EU-Methanverordnung verabschiedet
Die erste EU-weite Methanverordnung wurde am 27. Mai 2024 endgültig verabschiedet und kann nun in Kraft treten. Sie wird die Methanemissionen im EU-Energiesektor und bei Energieimporten eindämmen. Methan ist nach Kohlendioxid der zweitgrösste Verursacher des Klimawandels. Die Verordnung verpflichtet u.a. die Betreiber von Anlagen dazu, regelmässig über die Quantifizierung und Messung von Methanemissionen an der Quelle zu berichten, und zwar auch für nicht-operative Anlagen. Sie verpflichtet die Öl- und Gasunternehmen, ihre Anlagen regelmässig zu überprüfen und verbietet die routinemässige Entlüftung und das Abfackeln im Öl- und Gassektor. Da die EU einen grossen Teil des von ihr verbrauchten Öls, Gases und der Kohle importiert, werden mit dieser Verordnung auch die mit Importen verbundenen Methanemissionen in Angriff genommen.
Verbraucherrecht
EuGH: Mangel an Flughafenpersonal als aussergewöhnlicher Umstand
Gemäss der Fluggastrechteverordnung (EG) Nr. 261/2004 ist eine Fluggesellschaft nicht verpflichtet, für eine grosse Verspätung, d.h. mehr als drei Stunden, Ausgleichszahlungen zu leisten, wenn sie nachweisen kann, dass die Verspätung auf «aussergewöhnliche Umstände» zurückgeht. Mit Urteil vom 16. Mai 2024 hat der EuGH festgestellt, dass es sich bei einem Mangel an Personal bei dem für die Gepäckverladung in die Flugzeuge verantwortlichen Flughafenbetreiber um einen solchen «aussergewöhnlichen Umstand» handeln kann.
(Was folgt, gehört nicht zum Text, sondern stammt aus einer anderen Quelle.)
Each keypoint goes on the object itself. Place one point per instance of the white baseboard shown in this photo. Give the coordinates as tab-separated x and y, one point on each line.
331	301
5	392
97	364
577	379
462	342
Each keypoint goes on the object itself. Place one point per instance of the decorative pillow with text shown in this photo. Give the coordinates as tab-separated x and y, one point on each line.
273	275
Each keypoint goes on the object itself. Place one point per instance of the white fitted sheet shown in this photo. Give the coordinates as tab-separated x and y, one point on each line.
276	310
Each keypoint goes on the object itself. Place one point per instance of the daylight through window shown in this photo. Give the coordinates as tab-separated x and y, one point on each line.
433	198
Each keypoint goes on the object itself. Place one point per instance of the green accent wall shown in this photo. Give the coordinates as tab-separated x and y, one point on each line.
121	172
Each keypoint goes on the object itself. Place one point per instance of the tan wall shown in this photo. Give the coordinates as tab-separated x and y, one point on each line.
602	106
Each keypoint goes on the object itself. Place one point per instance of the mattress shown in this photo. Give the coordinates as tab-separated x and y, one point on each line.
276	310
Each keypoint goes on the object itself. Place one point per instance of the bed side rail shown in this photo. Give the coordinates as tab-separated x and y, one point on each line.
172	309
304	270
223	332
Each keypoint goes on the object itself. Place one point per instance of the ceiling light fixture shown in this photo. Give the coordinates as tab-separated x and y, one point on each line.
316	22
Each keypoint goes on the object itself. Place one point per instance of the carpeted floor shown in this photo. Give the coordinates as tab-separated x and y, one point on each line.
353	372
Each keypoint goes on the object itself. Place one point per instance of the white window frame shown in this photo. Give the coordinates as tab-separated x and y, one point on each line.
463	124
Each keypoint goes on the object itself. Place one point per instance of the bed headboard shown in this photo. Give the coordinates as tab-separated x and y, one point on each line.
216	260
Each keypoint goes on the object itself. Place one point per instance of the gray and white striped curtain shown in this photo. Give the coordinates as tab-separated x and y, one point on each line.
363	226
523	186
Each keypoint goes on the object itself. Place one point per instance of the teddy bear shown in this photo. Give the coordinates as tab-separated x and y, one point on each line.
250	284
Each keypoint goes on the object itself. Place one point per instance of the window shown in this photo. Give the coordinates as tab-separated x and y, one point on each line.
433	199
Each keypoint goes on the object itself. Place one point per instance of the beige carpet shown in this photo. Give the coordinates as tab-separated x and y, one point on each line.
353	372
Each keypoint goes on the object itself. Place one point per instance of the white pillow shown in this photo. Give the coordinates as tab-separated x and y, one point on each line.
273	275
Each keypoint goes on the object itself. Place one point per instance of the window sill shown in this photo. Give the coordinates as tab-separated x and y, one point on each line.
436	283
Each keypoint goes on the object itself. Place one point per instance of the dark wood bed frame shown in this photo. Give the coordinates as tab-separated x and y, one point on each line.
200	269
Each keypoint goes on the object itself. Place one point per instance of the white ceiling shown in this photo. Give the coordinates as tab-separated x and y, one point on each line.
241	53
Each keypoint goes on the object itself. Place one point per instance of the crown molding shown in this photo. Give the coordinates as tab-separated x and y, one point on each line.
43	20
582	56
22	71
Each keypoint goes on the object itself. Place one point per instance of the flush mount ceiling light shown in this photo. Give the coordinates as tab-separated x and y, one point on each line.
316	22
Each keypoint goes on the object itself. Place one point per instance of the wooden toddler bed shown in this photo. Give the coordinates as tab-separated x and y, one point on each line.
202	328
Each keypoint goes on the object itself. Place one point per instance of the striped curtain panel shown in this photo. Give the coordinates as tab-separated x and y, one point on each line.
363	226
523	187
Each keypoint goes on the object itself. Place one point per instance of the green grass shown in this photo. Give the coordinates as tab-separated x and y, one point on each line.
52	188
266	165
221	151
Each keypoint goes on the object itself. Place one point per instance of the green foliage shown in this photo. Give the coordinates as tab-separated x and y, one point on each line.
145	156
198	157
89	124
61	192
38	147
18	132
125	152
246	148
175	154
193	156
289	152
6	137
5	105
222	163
Entscheidend sei, ob der Mangel beherrschbar war und sich hätte vermeiden lassen können.
Wettbewerb
Staatliche Beihilfen für zwei IPCEI-Vorhaben
Die Europäische Kommission hat nach den EU-Beihilfevorschriften zwei wichtige Vorhaben von gemeinsamem europäischem Interesse – sogenannte IPCEI – genehmigt. Das eine ist im Bereich Wasserstoff angesiedelt, das andere im Bereich Gesundheit. Beim Projekt „IPCEI Hy2Move“ geht es um Forschung, Innovation und die erste industrielle Einführung in der Wasserstoff-Wertschöpfungskette. Es wurde von sieben Mitgliedstaaten gemeinsam vorbereitet und angemeldet. Das Projekt „IPCEI Med4Cure“ zielt auf die Förderung von Forschung, Innovation, der ersten industriellen Einführung von Gesundheitsprodukten sowie innovative Herstellungsverfahren für Arzneimittel ab; es wurde von sechs Mitgliedstaaten gemeinsam angemeldet.